Actually, it wasn't a tough question at all. Bush quickly denied the premise, as any experienced politician would. Why, no president wants war, he said. He launched into a familiar soliloquy about how Sept. 11 changed everything, how he'd vowed to protect the American people, and how "the Taliban provided safe haven for Al Qaeda."
"I'm talking about Iraq," she interjected too sharply for GOP savants who professed shock at her rudeness.
That's when Bush got creative. "I also saw a threat in Iraq," he said. "I was hoping to solve this problem diplomatically. That's why I went to the Security Council; that's why it was important to pass (U.N. Resolution) 1441, which was unanimously passed. And the world said, disarm, disclose or face serious consequences ... we worked to make sure that Saddam Hussein heard the message of the world. And when he chose to deny inspectors, when he chose not to disclose, then I had the difficult decision to make to remove him."

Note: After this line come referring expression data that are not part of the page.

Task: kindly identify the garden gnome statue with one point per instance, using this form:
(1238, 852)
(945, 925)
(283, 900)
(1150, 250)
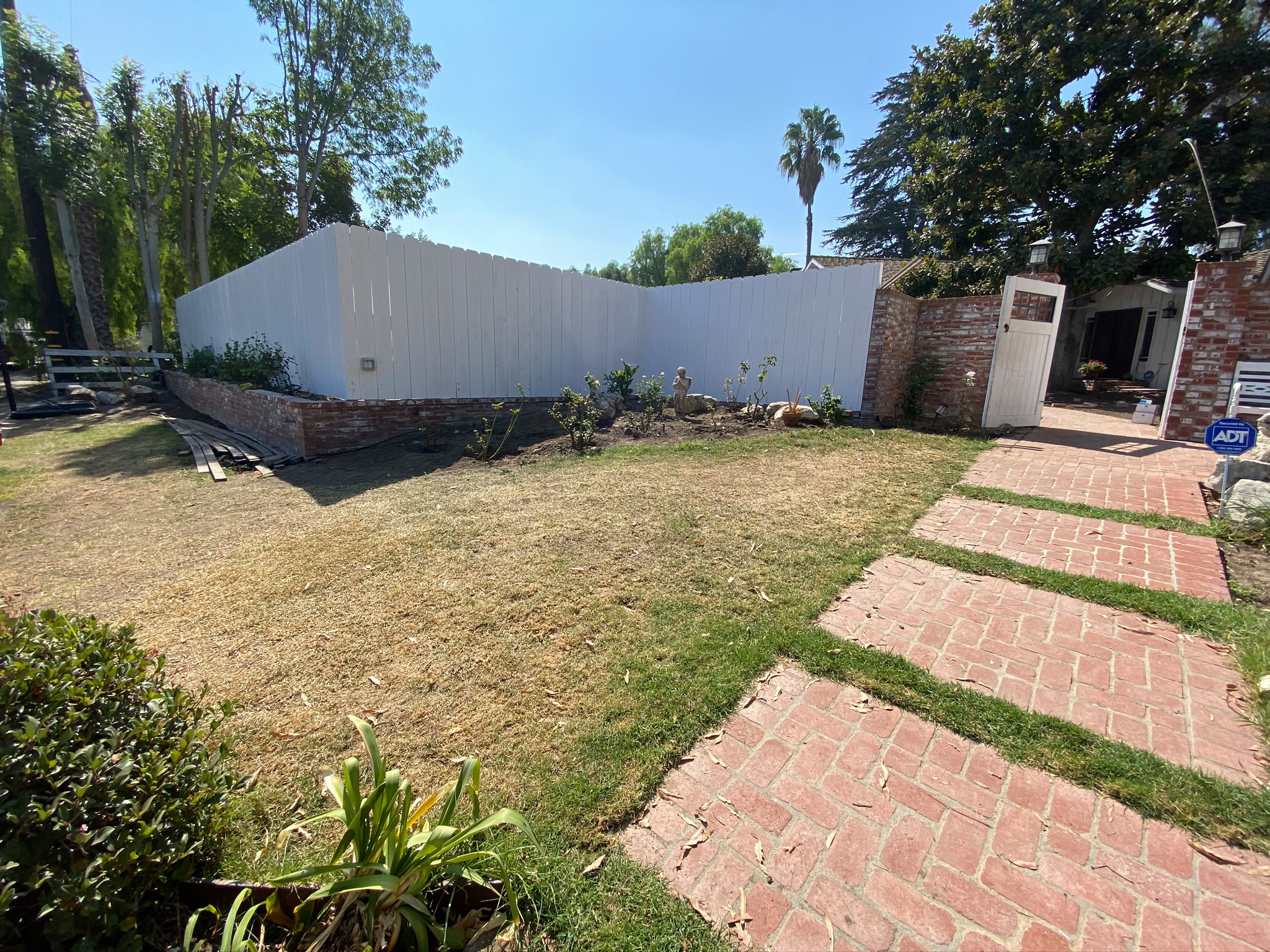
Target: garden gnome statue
(681, 385)
(1261, 451)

Alas, this is false. Regardless of his other sins, Saddam did admit U.N. inspectors. Surely, even the most perfervid Bush supporters recall the weeks leading up to the March 2003 invasion when self-styled patriots mocked U.N. weapons investigators led by Swedish diplomat Hans Blix and Moroccan nuclear arms expert Mohamed El Baradei. U.N. teams visited sites all over Iraq, finding no sign of forbidden WMDs before Bush chased them out to begin his "shock and awe" bombing campaign.
All these events happened amid a uniquely American version of Orwell's "two minutes hate," with restaurant owners pouring French wine into gutters, French fries dubbed "Freedom Fries," and country singers in cowboy hats denouncing the Dixie Chicks for displaying insufficient reverence for President Bush. Don't tell me you've forgotten, because you haven't.

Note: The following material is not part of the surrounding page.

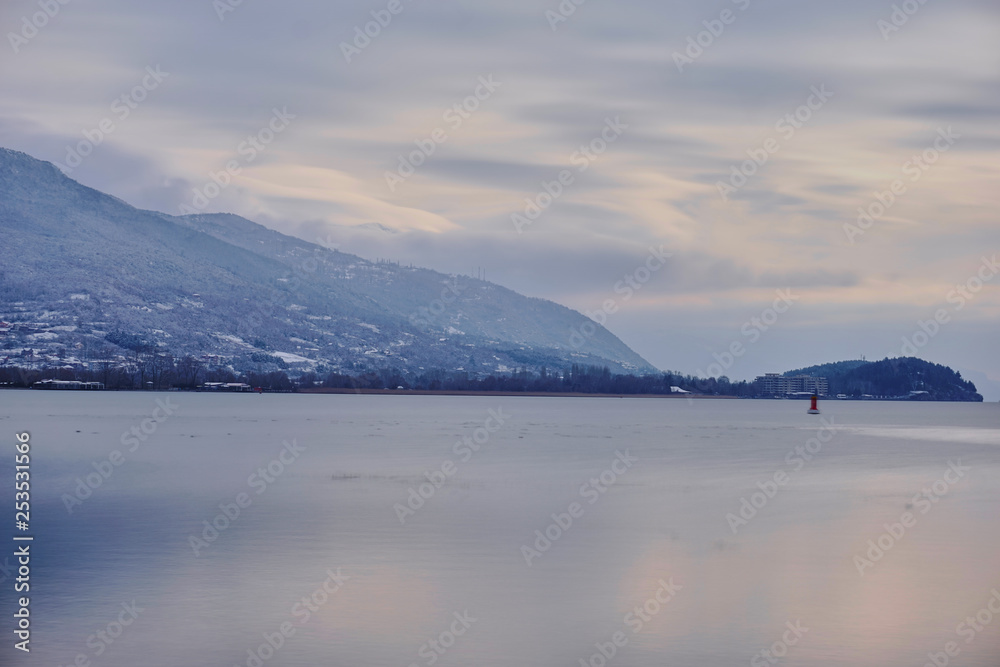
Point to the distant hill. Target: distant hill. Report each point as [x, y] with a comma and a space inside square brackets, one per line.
[86, 278]
[900, 377]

But has Bush himself forgotten? That's an interesting question. It's hard to know how deeply the visible world impacts the president's ideological obsessions. The New York Times has quoted British government memos that depict Bush telling Prime Minister Tony Blair in January 2003 that he was determined to invade whether U.N. inspectors found Iraqi WMDs or not.

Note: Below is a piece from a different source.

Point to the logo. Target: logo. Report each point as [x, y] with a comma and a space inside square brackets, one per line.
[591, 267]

Once again, however, most of the White House press gave Bush a free pass, exactly as they did in July 2003, the first time he made the false claim about Saddam stiffing U.N. inspectors. Reporters appear to fear being shunned like Thomas.
It's precisely the press's unwillingness to confront Bush's peculiar lapses, writes Eric Alterman in American Progress, that explains "the air of unreality that appears to engulf almost all discussions of Iraq and the horrific situation Bush and company have wrought there." The Washington Post even editorialized about how "authentic" Bush sounded, as if he were a contestant on "American Idol."
Even so, the White House used Helen Thomas's impertinence to initiate a propaganda campaign against negative media coverage in Iraq. If only the TV networks would cover more Iraqi school openings and bake sales, administration spokesmen suggested, Americans would understand the progress toward democracy happening there.
A soldier's wife at one of Bush's Republican-only town-hall meetings -- duly televised on CNN, of course -- drew thunderous applause for suggesting that the biased news media only wanted to show bloodshed.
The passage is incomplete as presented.